Miscarriage is an experience you never forget.  After many years, I still think about the “what ifs.”

Post # 13
Member
362 posts
Helper bee
  • Wedding: August 2010

There is no true “right or wrong way” to help someone who has suffered a loss (well, except for being totally insensitive!)  She’s probably working through some feelings of loss maybe even some mixed feelings if she wasn’t intending to get pregnant again so soon.  Regardless, the best thing you can do for her is to just be there for her if she needs to talk etc. Just letting her know you are available sometimes is comforting for people on its own.

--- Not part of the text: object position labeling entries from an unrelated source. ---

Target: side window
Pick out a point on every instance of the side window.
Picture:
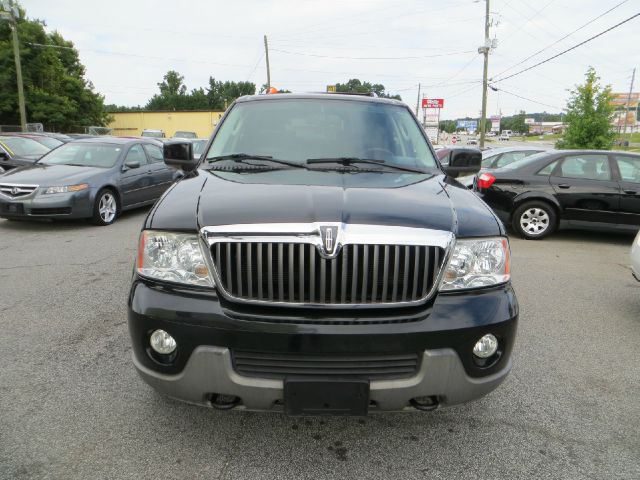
(155, 153)
(588, 167)
(136, 154)
(510, 157)
(629, 168)
(548, 169)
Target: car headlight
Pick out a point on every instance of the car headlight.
(475, 263)
(173, 257)
(66, 188)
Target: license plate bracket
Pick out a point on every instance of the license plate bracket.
(313, 396)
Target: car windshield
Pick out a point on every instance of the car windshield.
(298, 129)
(84, 155)
(23, 146)
(525, 161)
(49, 142)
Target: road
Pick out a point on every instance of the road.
(72, 406)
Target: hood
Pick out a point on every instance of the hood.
(51, 175)
(408, 200)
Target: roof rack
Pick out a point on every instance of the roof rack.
(360, 94)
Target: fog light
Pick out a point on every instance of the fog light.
(486, 346)
(162, 342)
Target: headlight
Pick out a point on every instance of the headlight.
(66, 188)
(477, 263)
(173, 257)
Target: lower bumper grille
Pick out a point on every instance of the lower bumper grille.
(282, 365)
(51, 211)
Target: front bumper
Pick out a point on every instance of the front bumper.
(208, 329)
(58, 205)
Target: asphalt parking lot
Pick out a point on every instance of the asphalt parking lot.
(72, 406)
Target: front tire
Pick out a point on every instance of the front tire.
(534, 220)
(105, 208)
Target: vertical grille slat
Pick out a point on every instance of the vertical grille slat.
(312, 274)
(385, 275)
(396, 268)
(405, 273)
(365, 273)
(374, 279)
(416, 268)
(296, 273)
(259, 261)
(354, 274)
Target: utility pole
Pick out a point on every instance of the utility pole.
(626, 113)
(266, 54)
(10, 14)
(485, 51)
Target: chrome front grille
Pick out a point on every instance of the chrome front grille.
(297, 272)
(295, 265)
(12, 190)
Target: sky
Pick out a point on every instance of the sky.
(127, 46)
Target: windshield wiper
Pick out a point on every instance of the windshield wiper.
(242, 157)
(348, 161)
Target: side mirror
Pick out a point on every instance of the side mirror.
(132, 164)
(179, 155)
(462, 161)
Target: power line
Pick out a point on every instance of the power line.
(288, 52)
(568, 49)
(563, 38)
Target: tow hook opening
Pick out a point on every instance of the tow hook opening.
(426, 404)
(221, 401)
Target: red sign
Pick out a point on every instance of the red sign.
(432, 102)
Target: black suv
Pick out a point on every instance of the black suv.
(319, 259)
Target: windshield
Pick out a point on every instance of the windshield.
(298, 129)
(525, 161)
(152, 134)
(84, 155)
(23, 146)
(49, 142)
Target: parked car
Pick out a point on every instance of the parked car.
(573, 188)
(18, 150)
(149, 133)
(635, 257)
(305, 263)
(91, 178)
(185, 134)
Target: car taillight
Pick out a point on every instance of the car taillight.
(485, 180)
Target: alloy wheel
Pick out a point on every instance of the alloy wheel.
(107, 207)
(534, 221)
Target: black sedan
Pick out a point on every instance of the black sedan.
(18, 150)
(572, 188)
(93, 178)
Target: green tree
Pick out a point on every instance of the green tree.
(56, 91)
(589, 113)
(355, 85)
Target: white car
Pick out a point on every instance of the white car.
(635, 257)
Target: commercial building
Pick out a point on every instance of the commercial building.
(132, 123)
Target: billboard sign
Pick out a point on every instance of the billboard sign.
(433, 103)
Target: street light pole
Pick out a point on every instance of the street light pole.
(11, 12)
(485, 51)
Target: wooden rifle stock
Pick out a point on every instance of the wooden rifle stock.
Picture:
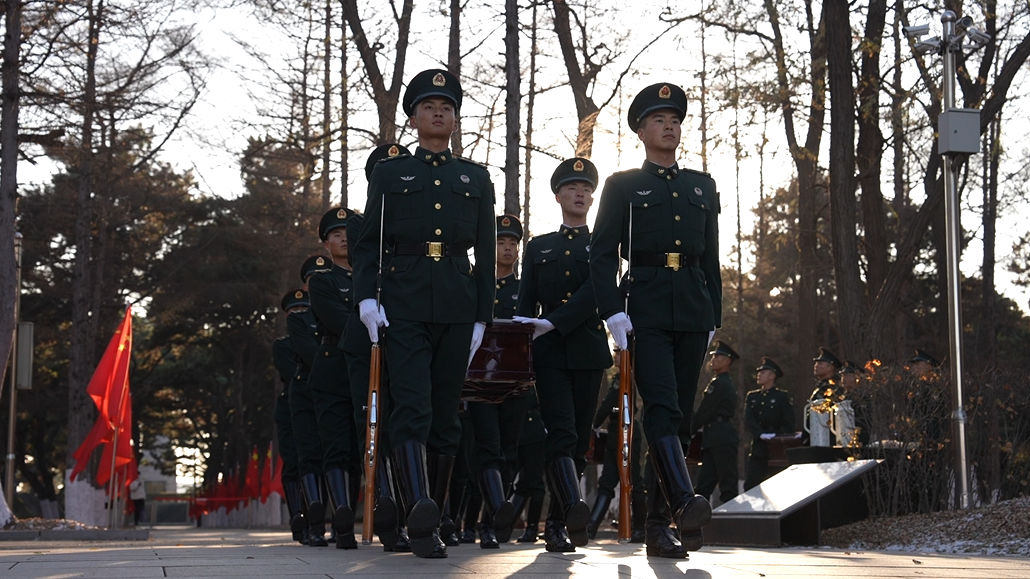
(625, 442)
(372, 442)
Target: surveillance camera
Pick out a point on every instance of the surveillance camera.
(916, 31)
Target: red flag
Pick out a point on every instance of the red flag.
(109, 390)
(266, 475)
(250, 480)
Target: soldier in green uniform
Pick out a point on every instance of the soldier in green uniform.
(357, 353)
(767, 411)
(826, 369)
(570, 349)
(715, 417)
(495, 427)
(302, 328)
(608, 412)
(332, 303)
(285, 365)
(435, 306)
(664, 219)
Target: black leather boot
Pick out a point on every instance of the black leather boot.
(597, 513)
(658, 538)
(498, 509)
(575, 511)
(422, 513)
(385, 515)
(690, 511)
(343, 514)
(314, 498)
(293, 491)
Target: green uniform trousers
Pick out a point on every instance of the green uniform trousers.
(426, 365)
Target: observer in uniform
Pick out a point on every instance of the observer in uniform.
(719, 439)
(570, 349)
(675, 301)
(435, 307)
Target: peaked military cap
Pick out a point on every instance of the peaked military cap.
(509, 225)
(383, 151)
(295, 299)
(722, 348)
(313, 265)
(827, 355)
(922, 355)
(433, 82)
(769, 364)
(656, 97)
(852, 367)
(334, 218)
(575, 169)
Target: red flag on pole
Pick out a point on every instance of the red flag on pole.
(109, 390)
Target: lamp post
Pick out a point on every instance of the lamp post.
(958, 134)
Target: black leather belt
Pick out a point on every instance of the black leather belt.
(430, 249)
(674, 261)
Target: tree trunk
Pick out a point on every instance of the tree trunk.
(512, 108)
(842, 170)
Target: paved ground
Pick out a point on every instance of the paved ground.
(202, 553)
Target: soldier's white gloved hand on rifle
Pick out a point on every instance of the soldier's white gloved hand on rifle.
(477, 339)
(372, 316)
(540, 326)
(619, 326)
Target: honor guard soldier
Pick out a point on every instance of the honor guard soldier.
(664, 219)
(285, 365)
(570, 348)
(827, 381)
(434, 306)
(767, 411)
(357, 353)
(715, 417)
(332, 302)
(302, 328)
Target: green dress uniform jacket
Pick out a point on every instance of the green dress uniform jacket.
(715, 413)
(767, 411)
(430, 198)
(674, 211)
(555, 283)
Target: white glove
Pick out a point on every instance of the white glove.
(619, 326)
(477, 339)
(372, 317)
(541, 326)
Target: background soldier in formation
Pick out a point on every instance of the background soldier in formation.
(675, 300)
(434, 305)
(767, 411)
(715, 418)
(570, 349)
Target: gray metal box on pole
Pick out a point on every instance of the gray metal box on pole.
(958, 131)
(23, 350)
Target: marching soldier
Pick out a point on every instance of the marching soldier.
(332, 304)
(668, 217)
(767, 411)
(570, 349)
(357, 353)
(434, 208)
(715, 416)
(285, 365)
(826, 370)
(302, 327)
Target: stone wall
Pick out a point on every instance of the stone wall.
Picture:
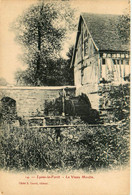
(30, 101)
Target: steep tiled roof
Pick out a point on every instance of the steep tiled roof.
(104, 31)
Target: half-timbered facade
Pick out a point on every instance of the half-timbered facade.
(99, 55)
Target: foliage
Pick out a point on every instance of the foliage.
(85, 147)
(3, 82)
(124, 27)
(41, 31)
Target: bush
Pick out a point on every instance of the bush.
(81, 147)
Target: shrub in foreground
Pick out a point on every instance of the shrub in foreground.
(82, 147)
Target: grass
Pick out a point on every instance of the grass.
(85, 147)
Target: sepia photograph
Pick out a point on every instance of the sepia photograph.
(65, 97)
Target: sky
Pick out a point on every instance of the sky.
(11, 9)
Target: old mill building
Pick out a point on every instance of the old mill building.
(100, 55)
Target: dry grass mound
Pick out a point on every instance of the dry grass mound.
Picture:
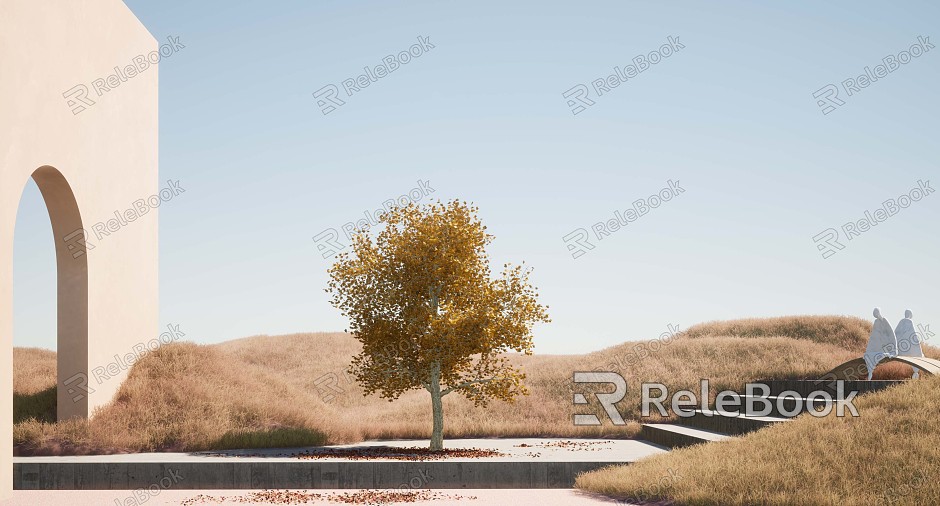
(847, 332)
(286, 390)
(890, 454)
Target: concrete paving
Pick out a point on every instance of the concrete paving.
(554, 497)
(520, 464)
(538, 450)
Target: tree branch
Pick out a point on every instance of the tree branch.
(465, 384)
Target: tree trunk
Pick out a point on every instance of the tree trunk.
(437, 407)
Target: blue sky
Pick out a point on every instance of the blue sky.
(481, 117)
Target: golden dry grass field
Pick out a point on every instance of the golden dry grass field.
(889, 454)
(293, 391)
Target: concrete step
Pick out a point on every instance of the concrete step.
(728, 423)
(678, 436)
(805, 387)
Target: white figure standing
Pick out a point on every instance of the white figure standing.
(908, 340)
(882, 343)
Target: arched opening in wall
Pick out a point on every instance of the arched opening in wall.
(50, 300)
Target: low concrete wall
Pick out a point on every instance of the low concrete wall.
(298, 475)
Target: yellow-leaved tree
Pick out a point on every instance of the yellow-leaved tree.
(421, 299)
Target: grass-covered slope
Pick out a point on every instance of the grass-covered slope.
(281, 390)
(890, 454)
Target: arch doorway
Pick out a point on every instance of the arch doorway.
(72, 293)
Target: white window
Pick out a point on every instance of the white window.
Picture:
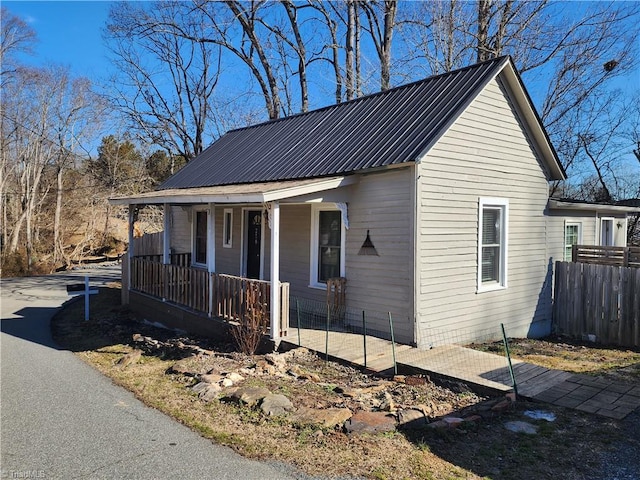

My sympathies and best wishes to both you and your sister.

Post # 14
Member
7383 posts
Busy Beekeeper
  • Wedding: October 2010

My best friend had a miscarriage earlier this year.  She needed time to grieve the loss of the idea of the child that had taken shape in her mind.  Also, she took it much harder than her husband because he hadn’t connected witht he unborn child so much yet.  She was also sensitve to everyone wanting to offer their condolences- at a certain point she was like- I don’t want to hear how sorry people are anymore.  But everyone deals with it differently.

Post # 15
Member
519 posts
Busy bee
  • Wedding: August 2008

I agree that some people don’t want to hear how sorry you are. The most important thing is that she knows you are there for her if she needs anything.

She was already bonding with that baby, so be sensitive to that. I have heard people say that being a mother to their children is a good way to keep their mind off of losing a pregnancy.

Such a difficult situation. Hugs to you and your sister.